The Politics of Trade and Trash by The Waste Collective.
The Politics of Trade and Trash (Photo Credit Julie Sando)
Troy David Ouellette 2006

When I first set out to collect trash alongside Huron Church Road I had no idea that I would be bringing back two garbage bags full of items that ranged from receipts for paper shredders to bottled water. I was amazed at the implications this suggested – namely that we have very little control over our lives as citizens to assert rights regarding quality of life. This also holds true in terms of ethical input to change the direction of systems of technology. Virtually everything has become commodified. Although our democratic institutions profess to allow for the commercial exchanges to provide for a variety of products it could be suggested, by the evidence of the garbage within this project, that there is actually little variety. Our free agency and our ability to build a community with local resources is almost non-existent. The western economy is built on a paradigm that regards nature as a resource. The implications of such an attitude do not bode well for the future.
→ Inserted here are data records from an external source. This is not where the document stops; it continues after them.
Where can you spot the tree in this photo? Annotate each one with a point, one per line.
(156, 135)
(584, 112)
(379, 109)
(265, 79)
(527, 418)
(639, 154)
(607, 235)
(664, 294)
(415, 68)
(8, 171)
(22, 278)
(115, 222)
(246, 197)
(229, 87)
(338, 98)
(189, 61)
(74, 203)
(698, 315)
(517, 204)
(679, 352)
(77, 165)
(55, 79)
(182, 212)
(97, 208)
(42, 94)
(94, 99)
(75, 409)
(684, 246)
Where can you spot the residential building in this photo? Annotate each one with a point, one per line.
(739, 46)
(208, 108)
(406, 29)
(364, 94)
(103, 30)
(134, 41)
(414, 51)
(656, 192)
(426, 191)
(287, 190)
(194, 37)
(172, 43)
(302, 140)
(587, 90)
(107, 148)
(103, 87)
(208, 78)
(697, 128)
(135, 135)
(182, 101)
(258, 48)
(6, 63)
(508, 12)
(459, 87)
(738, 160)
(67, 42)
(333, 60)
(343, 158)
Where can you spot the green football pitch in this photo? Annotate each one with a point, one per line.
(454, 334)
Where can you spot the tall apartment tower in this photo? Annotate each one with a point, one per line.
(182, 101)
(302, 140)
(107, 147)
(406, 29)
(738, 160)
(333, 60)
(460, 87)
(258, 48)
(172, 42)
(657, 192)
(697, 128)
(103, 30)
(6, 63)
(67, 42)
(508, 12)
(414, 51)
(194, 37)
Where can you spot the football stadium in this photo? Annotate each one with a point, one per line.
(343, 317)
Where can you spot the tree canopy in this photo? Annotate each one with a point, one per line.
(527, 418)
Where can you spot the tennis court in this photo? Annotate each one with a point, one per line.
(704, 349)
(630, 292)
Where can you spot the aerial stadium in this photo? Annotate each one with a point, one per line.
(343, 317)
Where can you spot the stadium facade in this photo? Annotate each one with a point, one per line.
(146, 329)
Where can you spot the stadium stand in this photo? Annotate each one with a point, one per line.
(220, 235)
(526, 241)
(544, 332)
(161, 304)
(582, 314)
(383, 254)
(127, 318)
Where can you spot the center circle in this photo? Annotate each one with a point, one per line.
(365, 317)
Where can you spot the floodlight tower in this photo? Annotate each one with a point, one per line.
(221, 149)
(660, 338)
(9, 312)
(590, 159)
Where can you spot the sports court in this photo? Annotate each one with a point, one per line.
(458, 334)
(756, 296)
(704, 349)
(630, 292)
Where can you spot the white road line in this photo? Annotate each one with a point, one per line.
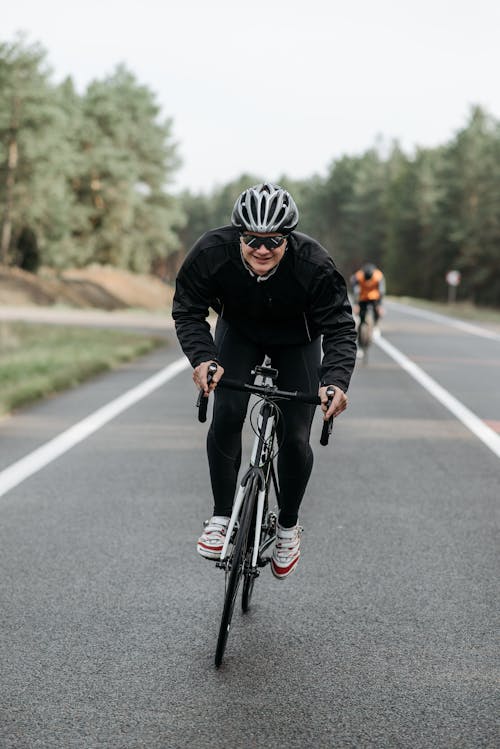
(451, 321)
(468, 419)
(38, 459)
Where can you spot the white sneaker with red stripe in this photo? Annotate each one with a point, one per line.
(286, 551)
(212, 539)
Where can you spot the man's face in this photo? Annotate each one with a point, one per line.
(262, 258)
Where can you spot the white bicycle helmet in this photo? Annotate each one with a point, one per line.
(265, 208)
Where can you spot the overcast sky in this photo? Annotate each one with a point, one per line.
(277, 87)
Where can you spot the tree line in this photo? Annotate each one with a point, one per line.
(85, 178)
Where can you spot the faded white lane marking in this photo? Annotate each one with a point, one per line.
(42, 456)
(451, 321)
(467, 417)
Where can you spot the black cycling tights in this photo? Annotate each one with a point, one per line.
(298, 368)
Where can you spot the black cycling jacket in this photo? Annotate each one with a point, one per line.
(304, 298)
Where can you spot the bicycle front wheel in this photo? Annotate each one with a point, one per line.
(237, 562)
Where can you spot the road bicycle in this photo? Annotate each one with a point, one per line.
(365, 331)
(252, 526)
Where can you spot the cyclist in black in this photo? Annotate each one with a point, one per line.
(276, 292)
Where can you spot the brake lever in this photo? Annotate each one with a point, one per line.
(201, 401)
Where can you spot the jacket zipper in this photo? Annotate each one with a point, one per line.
(307, 327)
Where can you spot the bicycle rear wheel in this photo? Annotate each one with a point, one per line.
(237, 562)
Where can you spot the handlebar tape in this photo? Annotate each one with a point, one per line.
(202, 402)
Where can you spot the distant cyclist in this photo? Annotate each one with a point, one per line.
(368, 287)
(276, 292)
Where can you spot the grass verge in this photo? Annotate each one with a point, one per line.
(39, 360)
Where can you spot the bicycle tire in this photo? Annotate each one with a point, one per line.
(235, 574)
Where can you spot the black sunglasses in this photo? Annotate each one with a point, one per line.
(270, 243)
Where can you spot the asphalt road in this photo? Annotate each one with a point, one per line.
(384, 637)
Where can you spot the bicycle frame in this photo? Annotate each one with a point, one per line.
(260, 467)
(246, 521)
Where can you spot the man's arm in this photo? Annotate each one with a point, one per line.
(190, 311)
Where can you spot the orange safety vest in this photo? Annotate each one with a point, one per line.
(369, 290)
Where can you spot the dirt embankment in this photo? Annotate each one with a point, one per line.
(99, 287)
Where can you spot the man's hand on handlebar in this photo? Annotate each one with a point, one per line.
(200, 374)
(338, 404)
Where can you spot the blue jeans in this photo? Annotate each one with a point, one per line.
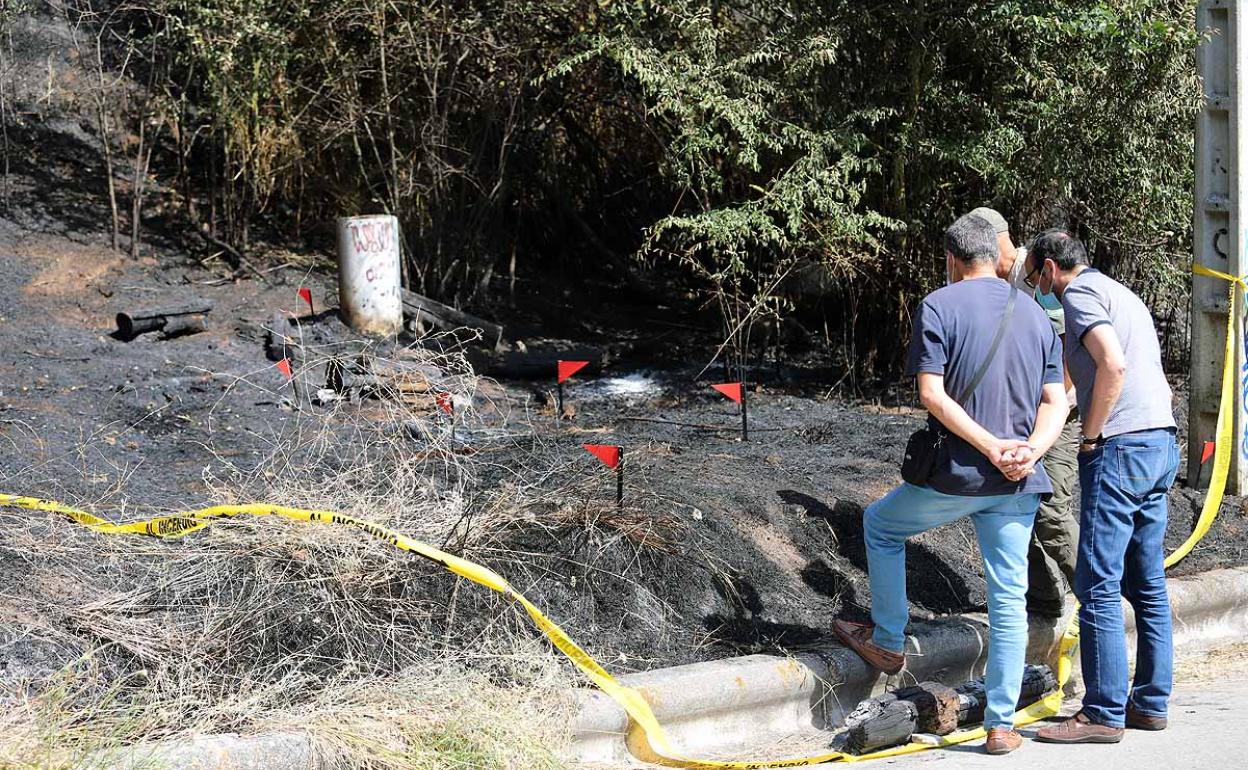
(1002, 524)
(1122, 539)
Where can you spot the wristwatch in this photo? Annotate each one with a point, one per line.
(1091, 443)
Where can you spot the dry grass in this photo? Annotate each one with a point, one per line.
(258, 625)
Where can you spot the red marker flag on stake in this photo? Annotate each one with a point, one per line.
(567, 368)
(608, 453)
(446, 403)
(733, 389)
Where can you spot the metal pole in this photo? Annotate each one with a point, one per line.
(745, 419)
(1218, 232)
(619, 482)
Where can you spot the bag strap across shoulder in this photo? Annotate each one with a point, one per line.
(992, 351)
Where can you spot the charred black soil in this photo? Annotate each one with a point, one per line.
(721, 547)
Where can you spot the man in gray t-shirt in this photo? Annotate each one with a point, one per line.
(1092, 298)
(1127, 463)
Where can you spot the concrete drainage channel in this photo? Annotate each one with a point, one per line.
(756, 695)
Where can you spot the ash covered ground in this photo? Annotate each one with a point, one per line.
(723, 547)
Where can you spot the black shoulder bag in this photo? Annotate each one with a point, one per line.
(927, 448)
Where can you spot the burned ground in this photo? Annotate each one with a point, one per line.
(721, 547)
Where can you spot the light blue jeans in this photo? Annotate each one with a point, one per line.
(1002, 524)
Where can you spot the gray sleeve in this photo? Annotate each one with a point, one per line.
(1085, 308)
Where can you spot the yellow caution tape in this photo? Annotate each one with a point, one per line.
(645, 738)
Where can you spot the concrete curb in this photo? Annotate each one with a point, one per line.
(225, 751)
(703, 703)
(699, 704)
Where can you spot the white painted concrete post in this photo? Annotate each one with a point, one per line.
(1219, 233)
(370, 273)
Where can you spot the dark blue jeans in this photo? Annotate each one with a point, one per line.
(1122, 538)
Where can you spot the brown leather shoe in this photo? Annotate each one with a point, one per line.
(1002, 740)
(1143, 721)
(1080, 729)
(858, 638)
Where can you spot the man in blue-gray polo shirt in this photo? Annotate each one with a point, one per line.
(991, 471)
(1128, 456)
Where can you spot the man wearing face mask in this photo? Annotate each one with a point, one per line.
(1052, 552)
(1127, 459)
(990, 375)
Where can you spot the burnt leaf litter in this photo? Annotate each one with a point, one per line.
(721, 547)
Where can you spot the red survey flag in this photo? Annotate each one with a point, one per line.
(446, 402)
(608, 453)
(733, 389)
(567, 368)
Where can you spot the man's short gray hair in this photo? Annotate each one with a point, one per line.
(971, 238)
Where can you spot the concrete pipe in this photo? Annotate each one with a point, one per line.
(368, 273)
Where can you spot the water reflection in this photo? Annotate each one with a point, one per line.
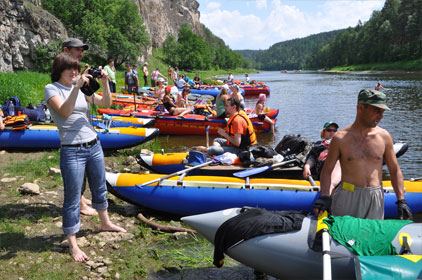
(309, 99)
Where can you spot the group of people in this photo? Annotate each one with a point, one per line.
(347, 162)
(351, 177)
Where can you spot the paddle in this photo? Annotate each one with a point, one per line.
(326, 258)
(257, 170)
(208, 136)
(214, 160)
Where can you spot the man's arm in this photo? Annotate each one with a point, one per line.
(324, 201)
(393, 167)
(396, 178)
(330, 162)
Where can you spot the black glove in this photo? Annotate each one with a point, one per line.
(404, 210)
(323, 203)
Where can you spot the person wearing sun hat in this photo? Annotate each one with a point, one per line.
(361, 149)
(236, 93)
(260, 111)
(316, 157)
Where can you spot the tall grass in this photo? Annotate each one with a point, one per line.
(27, 86)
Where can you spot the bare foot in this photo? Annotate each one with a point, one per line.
(88, 202)
(88, 211)
(112, 227)
(77, 254)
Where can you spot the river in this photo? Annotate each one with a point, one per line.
(309, 99)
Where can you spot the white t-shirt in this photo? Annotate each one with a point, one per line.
(76, 128)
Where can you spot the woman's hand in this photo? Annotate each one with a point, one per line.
(104, 77)
(306, 171)
(82, 80)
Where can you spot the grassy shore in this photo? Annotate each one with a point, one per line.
(32, 245)
(413, 66)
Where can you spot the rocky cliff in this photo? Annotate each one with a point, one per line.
(164, 17)
(25, 25)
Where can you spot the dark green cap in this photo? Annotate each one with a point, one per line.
(374, 98)
(327, 124)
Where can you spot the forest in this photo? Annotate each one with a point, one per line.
(390, 35)
(115, 29)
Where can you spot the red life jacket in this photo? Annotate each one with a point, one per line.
(249, 139)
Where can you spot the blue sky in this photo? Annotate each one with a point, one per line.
(258, 24)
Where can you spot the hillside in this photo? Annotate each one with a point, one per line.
(289, 55)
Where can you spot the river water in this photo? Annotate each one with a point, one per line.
(309, 99)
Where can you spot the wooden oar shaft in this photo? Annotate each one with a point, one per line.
(177, 173)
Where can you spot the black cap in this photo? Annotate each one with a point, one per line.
(74, 43)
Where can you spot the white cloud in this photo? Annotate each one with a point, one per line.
(213, 6)
(261, 4)
(248, 29)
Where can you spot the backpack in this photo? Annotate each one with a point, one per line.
(16, 103)
(16, 122)
(264, 151)
(36, 114)
(294, 146)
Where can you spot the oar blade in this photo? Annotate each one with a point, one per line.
(250, 172)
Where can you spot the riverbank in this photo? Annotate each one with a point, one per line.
(393, 67)
(32, 245)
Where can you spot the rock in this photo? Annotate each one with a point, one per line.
(29, 188)
(102, 269)
(23, 28)
(7, 180)
(53, 171)
(107, 261)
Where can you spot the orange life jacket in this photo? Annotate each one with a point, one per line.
(246, 140)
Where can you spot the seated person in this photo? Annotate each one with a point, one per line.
(379, 87)
(197, 81)
(239, 134)
(220, 101)
(159, 89)
(171, 107)
(316, 157)
(180, 83)
(1, 120)
(260, 111)
(182, 98)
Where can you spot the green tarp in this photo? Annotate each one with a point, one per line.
(365, 237)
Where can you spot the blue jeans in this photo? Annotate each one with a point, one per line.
(73, 162)
(112, 86)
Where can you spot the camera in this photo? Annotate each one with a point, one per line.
(95, 72)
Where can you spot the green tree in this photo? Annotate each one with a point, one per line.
(112, 28)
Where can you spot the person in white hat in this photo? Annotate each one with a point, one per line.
(260, 111)
(237, 94)
(146, 73)
(220, 101)
(160, 89)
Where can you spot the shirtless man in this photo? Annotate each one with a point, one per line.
(361, 148)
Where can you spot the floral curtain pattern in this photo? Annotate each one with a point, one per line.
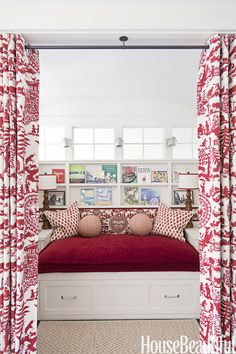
(216, 96)
(19, 104)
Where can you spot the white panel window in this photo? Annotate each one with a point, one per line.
(51, 143)
(93, 144)
(186, 146)
(143, 143)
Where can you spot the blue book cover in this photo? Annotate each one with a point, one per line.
(150, 196)
(87, 196)
(104, 196)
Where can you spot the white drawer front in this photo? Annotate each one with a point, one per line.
(169, 298)
(64, 298)
(120, 298)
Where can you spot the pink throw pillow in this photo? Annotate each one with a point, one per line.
(64, 222)
(90, 226)
(171, 222)
(140, 224)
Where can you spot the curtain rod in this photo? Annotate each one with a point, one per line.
(115, 47)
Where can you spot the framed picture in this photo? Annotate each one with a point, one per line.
(57, 198)
(180, 197)
(60, 174)
(195, 215)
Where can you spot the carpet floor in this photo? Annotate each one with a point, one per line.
(110, 337)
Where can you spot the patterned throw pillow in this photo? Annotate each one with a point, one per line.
(64, 222)
(116, 220)
(170, 222)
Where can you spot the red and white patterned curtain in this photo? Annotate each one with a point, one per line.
(217, 198)
(19, 104)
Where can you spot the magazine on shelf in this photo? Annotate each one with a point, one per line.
(159, 174)
(129, 174)
(104, 196)
(131, 196)
(94, 174)
(110, 173)
(144, 174)
(87, 196)
(177, 169)
(77, 173)
(150, 196)
(60, 175)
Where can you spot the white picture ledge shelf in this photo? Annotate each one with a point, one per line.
(119, 190)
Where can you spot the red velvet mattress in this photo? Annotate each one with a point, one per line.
(118, 253)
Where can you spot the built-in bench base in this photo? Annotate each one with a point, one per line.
(128, 295)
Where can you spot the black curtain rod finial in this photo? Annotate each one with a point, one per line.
(123, 39)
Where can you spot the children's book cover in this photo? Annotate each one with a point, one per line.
(94, 174)
(150, 196)
(104, 196)
(131, 195)
(87, 196)
(129, 174)
(144, 175)
(110, 173)
(77, 173)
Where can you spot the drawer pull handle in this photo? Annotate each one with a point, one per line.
(172, 297)
(68, 297)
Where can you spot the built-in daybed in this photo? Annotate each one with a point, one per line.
(118, 276)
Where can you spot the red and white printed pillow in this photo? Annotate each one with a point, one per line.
(171, 222)
(64, 222)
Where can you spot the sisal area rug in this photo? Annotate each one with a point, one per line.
(112, 337)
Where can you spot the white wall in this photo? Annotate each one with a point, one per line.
(117, 88)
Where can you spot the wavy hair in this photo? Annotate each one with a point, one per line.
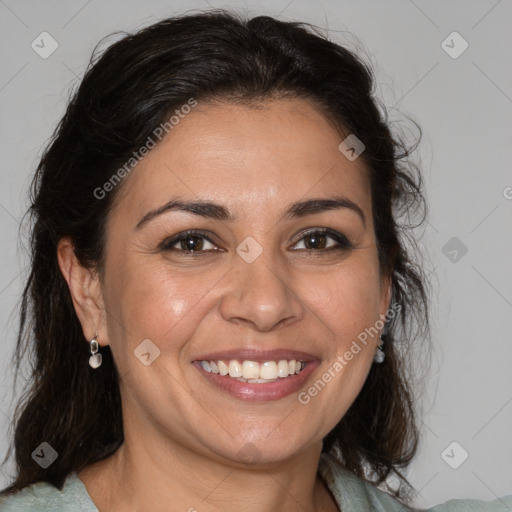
(128, 90)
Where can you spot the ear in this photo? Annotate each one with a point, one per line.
(85, 289)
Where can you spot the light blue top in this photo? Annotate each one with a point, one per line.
(350, 492)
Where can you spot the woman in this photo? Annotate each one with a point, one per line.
(216, 217)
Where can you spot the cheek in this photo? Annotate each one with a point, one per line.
(152, 301)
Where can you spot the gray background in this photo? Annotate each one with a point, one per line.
(464, 107)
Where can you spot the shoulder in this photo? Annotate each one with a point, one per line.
(503, 504)
(356, 495)
(44, 497)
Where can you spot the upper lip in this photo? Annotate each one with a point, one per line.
(257, 355)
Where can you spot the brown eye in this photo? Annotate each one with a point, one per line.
(190, 242)
(321, 240)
Growing up in the 1970s it was unthinkable that, in the near future, bottled water would become a common commodity one simply trusted the local water authority to do their job with local taxes. Industry was expected to be ethical enough to dispose of waste properly, although it often didn't. This lack of ethical integrity, the prioritization of profit over public welfare has persisted and grown. As Herbert Marcuse commented, "There is no personal escape from the apparatus which has mechanized and standardized the world, (66) For me it was important to make this visible.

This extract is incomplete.